First Author  Dunbar ME Year  1999
Journal  Development Volume  126
Issue  16 Pages  3485-93
PubMed ID  10409496 Mgi Jnum  J:54759
Mgi Id  MGI:1340203 Doi  10.1242/dev.126.16.3485
Citation  Dunbar ME, et al. (1999) Parathyroid hormone-related protein signaling is necessary for sexual dimorphism during embryonic mammary development. Development 126(16):3485-93
abstractText  Male mice lack mammary glands due to the interaction of circulating androgens with local epithelial-mesenchymal signaling in the developing mammary bud.
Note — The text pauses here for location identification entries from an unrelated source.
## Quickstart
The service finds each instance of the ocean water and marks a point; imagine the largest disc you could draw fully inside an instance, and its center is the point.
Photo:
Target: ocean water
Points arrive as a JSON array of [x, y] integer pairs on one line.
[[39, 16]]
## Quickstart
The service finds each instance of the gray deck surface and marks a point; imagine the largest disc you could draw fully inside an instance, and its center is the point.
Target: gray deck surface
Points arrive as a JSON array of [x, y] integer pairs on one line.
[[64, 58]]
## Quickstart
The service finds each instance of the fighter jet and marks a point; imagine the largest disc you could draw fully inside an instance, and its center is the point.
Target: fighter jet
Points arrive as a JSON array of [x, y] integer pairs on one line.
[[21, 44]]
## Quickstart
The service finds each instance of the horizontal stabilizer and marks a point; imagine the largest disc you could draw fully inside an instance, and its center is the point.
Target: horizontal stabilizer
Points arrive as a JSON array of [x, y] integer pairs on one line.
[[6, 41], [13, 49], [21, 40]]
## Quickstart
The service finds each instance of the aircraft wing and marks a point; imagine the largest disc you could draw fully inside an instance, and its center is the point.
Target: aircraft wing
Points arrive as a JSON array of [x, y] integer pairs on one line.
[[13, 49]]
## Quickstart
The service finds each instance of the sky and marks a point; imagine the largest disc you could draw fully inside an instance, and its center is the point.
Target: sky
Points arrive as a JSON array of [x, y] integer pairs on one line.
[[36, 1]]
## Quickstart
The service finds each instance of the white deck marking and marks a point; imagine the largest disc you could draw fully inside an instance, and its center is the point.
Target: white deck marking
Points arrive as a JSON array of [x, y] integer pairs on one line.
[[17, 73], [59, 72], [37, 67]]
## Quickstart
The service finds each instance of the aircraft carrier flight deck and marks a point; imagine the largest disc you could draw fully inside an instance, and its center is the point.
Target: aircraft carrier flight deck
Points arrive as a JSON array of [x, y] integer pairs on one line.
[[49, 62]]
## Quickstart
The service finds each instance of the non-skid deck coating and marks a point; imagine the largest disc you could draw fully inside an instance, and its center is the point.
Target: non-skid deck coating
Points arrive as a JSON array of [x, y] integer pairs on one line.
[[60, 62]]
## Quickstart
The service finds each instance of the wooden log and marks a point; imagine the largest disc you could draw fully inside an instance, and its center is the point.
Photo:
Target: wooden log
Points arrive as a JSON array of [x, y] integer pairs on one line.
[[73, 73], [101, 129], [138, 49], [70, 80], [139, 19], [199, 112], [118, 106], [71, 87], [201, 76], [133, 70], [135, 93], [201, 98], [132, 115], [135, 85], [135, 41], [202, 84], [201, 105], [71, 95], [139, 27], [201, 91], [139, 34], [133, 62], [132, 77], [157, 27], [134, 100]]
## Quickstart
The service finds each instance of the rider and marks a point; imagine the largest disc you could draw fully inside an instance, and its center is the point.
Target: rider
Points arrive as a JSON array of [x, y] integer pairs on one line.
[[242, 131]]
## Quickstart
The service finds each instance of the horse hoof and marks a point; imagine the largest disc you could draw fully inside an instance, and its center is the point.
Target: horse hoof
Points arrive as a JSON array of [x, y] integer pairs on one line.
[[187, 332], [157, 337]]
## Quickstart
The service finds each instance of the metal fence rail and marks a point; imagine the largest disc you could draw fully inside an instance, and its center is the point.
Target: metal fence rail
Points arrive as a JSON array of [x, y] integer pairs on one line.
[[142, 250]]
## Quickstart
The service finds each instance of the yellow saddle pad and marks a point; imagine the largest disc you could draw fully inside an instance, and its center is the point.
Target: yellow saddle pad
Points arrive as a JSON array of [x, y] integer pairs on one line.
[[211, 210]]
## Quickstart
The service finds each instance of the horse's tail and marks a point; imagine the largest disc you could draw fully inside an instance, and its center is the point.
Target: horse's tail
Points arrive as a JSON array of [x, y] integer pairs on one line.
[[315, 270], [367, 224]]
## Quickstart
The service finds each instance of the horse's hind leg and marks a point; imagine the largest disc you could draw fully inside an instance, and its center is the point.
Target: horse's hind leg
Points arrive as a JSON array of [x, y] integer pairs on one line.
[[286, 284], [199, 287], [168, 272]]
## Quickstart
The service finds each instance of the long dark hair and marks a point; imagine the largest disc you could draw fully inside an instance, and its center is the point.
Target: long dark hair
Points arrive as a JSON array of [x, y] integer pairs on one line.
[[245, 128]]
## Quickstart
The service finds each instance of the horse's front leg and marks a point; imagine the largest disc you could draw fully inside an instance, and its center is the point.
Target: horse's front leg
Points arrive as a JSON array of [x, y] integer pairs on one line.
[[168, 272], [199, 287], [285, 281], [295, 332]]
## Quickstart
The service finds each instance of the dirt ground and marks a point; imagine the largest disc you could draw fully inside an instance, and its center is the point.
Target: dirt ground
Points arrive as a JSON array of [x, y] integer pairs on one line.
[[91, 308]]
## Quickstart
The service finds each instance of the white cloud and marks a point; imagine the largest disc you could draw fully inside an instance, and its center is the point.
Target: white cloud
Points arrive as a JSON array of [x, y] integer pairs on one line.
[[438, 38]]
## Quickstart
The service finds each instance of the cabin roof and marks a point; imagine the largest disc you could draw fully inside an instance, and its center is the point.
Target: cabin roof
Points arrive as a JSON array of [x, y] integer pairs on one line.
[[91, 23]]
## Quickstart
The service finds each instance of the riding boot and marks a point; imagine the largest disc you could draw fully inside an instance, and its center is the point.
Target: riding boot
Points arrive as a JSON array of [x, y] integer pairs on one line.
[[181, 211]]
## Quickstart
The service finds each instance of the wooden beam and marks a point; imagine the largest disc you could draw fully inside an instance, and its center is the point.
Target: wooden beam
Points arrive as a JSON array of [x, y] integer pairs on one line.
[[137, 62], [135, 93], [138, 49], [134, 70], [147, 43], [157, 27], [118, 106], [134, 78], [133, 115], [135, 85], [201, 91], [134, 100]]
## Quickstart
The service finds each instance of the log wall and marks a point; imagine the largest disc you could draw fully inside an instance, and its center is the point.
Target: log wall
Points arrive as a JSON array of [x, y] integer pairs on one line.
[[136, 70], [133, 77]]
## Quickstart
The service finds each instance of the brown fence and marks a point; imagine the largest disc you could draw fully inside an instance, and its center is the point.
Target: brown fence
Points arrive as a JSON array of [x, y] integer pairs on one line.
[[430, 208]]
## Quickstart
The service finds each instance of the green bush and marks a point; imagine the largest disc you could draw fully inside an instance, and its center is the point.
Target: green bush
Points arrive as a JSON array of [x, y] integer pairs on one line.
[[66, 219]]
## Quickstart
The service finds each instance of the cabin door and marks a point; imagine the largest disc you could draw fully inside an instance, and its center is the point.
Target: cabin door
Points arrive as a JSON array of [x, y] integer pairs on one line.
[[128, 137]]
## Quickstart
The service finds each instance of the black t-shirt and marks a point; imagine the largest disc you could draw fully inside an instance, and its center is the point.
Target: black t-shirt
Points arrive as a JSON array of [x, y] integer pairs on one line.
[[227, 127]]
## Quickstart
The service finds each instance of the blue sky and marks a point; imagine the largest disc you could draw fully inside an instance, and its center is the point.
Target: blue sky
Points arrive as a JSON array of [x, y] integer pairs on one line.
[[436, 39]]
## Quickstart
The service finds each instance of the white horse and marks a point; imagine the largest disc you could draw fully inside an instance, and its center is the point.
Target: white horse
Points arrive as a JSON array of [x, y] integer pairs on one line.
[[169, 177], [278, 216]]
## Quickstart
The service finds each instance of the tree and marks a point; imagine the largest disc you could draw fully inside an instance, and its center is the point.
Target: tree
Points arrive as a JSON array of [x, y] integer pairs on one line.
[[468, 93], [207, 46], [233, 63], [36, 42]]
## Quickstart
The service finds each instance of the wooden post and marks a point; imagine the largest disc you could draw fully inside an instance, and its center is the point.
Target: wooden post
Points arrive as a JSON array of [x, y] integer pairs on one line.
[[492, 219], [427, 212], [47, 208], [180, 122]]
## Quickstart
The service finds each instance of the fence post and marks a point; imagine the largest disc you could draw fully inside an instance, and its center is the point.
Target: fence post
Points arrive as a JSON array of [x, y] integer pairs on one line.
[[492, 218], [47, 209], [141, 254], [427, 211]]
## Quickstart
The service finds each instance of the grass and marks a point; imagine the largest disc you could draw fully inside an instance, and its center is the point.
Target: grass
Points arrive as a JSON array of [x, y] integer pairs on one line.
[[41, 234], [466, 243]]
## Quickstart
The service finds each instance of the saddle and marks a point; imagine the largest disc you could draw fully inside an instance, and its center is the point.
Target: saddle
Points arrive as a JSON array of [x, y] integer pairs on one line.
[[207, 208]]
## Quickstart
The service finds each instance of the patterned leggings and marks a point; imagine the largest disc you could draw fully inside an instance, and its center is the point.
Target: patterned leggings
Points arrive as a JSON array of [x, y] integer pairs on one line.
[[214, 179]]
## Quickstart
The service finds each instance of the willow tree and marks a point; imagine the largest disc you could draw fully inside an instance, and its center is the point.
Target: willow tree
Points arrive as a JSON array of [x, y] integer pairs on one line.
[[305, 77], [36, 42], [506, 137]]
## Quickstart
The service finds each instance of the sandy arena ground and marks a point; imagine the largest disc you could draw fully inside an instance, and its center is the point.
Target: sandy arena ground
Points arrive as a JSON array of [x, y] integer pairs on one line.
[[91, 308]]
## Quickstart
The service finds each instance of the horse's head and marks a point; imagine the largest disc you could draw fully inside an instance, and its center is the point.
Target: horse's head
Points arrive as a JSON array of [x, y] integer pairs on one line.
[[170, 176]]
Mammary epithelial cells induce androgen receptor (AR) within the mammary mesenchyme and, in response to androgens, the mesenchyme condenses around the epithelial bud, destroying it. We show that this process involves apoptosis and that, in the absence of parathyroid hormone-related protein (PTHrP) or its receptor, the PTH/PTHrP receptor (PPR1), it fails due to a lack of mesenchymal AR expression. In addition, the expression of tenascin C, another marker of the mammary mesenchyme, is also dependent on PTHrP. PTHrP expression is initiated on E11 and, within the ventral epidermis, is restricted to the forming mammary epithelial bud. In contrast, PPR1 expression is not limited to the mammary bud, but is found generally within the subepidermal mesenchyme. Finally, transgenic overexpression of PTHrP within the basal epidermis induces AR and tenasin C expression within the ventral dermis, suggesting that ectopic expression of PTHrP can induce the ventral mesenchyme to express mammary mesenchyme markers. We propose that PTHrP expression specifically within the developing epithelial bud acts as a dominant signal participating in cell fate decisions leading to a specialized mammary mesenchyme.